Container cranes at the Port of Rotterdam. Wikimedia
The journey starts via cargo ship and shipping container, the omnipresent 40 foot boxes which contain pretty much every finished product we use, and the massive ships which carry them. There are nods to The Box by Levinson and Ninety Percent of Everything by George, but this is mostly prelude. The first bit of real action comes at the Port of Los Angeles/Port of Long Beach, where immense cranes rapidly unload containers onto automated carriers, which constantly shuffle containers to make sure that the ones which are to be loaded onto trucks and railcars immediately are at the top of the stack. The port is overseen by dwindling ranks of longshoremen, who's union made a Faustian bargain for some of the only decent wages of anyone in this story in return for unlimited automation that constantly cuts their numbers.
Long-haul trucking is the next branch. There are millions of commercial truckers who are vital to making things move, and they have tough lives driving massive big rigs in traffic and spending long weeks on the road. Trucking was substantially deregulated in the 1970s, lowering costs, but also cutting salaries from six figures in contemporary dollars to an average of $48,000 a year. I'm interested in following up with sociologist Steve Viscelli, who is producing scholarly work on truckers.

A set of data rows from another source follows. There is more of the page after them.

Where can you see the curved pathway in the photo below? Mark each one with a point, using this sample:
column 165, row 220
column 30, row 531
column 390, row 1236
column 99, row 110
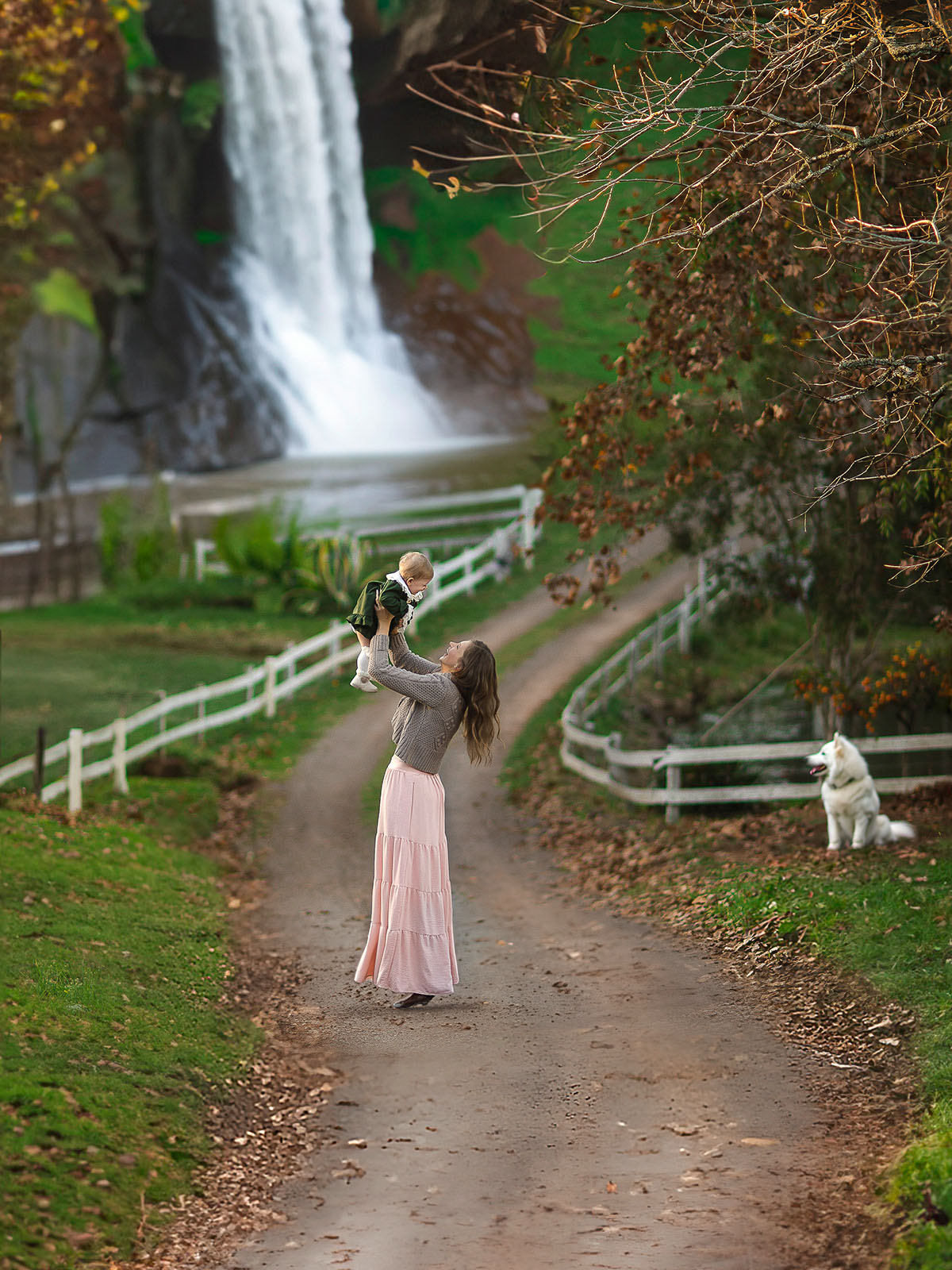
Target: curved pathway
column 592, row 1095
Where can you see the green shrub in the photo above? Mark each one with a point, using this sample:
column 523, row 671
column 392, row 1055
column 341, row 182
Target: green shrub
column 334, row 577
column 200, row 106
column 263, row 546
column 114, row 537
column 137, row 544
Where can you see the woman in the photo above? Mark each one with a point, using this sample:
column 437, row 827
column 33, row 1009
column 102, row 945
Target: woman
column 410, row 944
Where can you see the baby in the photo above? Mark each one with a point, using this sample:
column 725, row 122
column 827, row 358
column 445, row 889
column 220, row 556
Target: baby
column 399, row 592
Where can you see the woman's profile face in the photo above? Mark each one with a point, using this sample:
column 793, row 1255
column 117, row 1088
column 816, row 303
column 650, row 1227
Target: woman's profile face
column 455, row 653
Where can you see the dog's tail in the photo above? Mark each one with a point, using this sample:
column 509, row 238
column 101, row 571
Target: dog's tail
column 900, row 829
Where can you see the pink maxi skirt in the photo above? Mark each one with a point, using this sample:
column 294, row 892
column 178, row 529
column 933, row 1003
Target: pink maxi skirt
column 410, row 944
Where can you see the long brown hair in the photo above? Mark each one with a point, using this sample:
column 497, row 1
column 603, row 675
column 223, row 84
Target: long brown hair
column 476, row 679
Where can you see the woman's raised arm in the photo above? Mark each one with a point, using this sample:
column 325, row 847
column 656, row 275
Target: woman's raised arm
column 428, row 687
column 408, row 660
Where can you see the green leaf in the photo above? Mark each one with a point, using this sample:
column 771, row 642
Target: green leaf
column 63, row 295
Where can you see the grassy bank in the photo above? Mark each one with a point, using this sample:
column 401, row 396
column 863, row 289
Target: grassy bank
column 121, row 1024
column 122, row 1016
column 867, row 930
column 79, row 666
column 117, row 1029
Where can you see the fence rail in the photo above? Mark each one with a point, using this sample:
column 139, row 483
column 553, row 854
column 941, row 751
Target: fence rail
column 277, row 679
column 386, row 522
column 601, row 759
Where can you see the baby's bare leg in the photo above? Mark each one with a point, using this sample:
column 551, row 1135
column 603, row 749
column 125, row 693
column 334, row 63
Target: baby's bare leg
column 362, row 679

The truck finally arrives at an Amazon fulfillment center, and this is where Mims launches into the rhetoric of the technological sublime as it relates to logistics and its culminating ideology, Bezosism. More than the scientific management of Taylorism, or the integrated production line of Fordism, Bezosism is a a total transformation of the solidity of stuff into the fluidity of an endless stream, weaving across shipping lanes and warehouses to be distributed evenly and precisely over the world. Bezosism is also a system of psychological management, not one of drill sergeant-like abuse, but of precisely calibrated metrics that ensure that a worker is moving as fast as they safely can, that they handle the sticky bits of sorting random loose items and stacking boxes that a child can do, and a billion dollar robotics program cannot. Mims' assessment of Amazon is based on his own interviews and On the Clock by Guendelsberger (one of my favorite books of 2021), as well as The Everything Store by Stone, but has its own unique spin.

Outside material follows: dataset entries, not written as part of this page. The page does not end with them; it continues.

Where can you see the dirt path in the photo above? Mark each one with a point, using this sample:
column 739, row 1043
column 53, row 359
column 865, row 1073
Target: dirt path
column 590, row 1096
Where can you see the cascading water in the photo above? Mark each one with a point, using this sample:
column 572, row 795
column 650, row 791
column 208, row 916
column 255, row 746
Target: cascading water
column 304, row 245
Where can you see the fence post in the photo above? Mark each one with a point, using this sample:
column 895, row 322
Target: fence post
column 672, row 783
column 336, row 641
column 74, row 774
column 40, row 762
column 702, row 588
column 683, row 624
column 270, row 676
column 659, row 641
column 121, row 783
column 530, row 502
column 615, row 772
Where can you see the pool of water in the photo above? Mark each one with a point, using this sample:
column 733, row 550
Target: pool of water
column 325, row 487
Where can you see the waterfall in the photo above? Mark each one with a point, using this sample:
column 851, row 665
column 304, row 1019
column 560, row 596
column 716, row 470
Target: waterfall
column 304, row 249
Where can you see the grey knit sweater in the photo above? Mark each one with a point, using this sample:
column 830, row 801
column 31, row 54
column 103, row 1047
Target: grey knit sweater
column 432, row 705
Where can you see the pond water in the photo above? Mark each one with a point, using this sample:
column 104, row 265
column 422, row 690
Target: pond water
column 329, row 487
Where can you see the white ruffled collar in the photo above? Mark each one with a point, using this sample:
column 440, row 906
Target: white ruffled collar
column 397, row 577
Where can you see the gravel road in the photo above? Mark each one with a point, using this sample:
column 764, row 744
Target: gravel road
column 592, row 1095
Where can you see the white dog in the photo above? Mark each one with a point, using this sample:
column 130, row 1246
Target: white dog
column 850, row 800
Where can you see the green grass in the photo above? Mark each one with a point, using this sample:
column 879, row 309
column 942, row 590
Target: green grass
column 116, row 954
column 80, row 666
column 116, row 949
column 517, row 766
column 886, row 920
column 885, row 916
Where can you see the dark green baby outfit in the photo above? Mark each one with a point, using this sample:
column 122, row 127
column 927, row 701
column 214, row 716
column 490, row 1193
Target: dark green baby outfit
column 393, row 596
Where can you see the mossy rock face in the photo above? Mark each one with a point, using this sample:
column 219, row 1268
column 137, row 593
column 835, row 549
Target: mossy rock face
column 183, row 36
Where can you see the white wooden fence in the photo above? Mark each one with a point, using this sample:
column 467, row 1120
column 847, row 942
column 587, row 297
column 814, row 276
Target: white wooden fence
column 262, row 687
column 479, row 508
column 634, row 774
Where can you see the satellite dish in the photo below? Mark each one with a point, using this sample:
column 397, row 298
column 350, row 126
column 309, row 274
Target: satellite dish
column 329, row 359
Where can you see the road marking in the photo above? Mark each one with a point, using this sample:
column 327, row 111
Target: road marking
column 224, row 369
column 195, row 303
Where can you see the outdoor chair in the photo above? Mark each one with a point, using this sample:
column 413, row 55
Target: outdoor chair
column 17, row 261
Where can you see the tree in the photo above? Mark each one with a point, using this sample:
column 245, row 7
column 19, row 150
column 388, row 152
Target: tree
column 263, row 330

Mims is a Wall Street Journal writer by day, and while he is captured by the sublime of logistics and the coolness of new technologies making it ever faster, he's also about as critical as he can be. In many respects, these are awful jobs: psychologically tedious and alienating, physically strenuous, and paying peanuts. The broken families of truckers and sailors, and the rising tide of people disabled by repetitive stress injuries in warehouses, are hidden social costs of a system which is reliable, fast, and cheap. Mims' sympathy has an aspect of the Great White Hunter tsk'ing 'shame' over a freshly killed tiger, and then reloading his rifle for another shot. Crocodile tears aside, this is a fascinating story about the people and tools of moving stuff in 2020, both engaging and deep, and synthesizing many books I like and ones I want to read into a cohesive whole.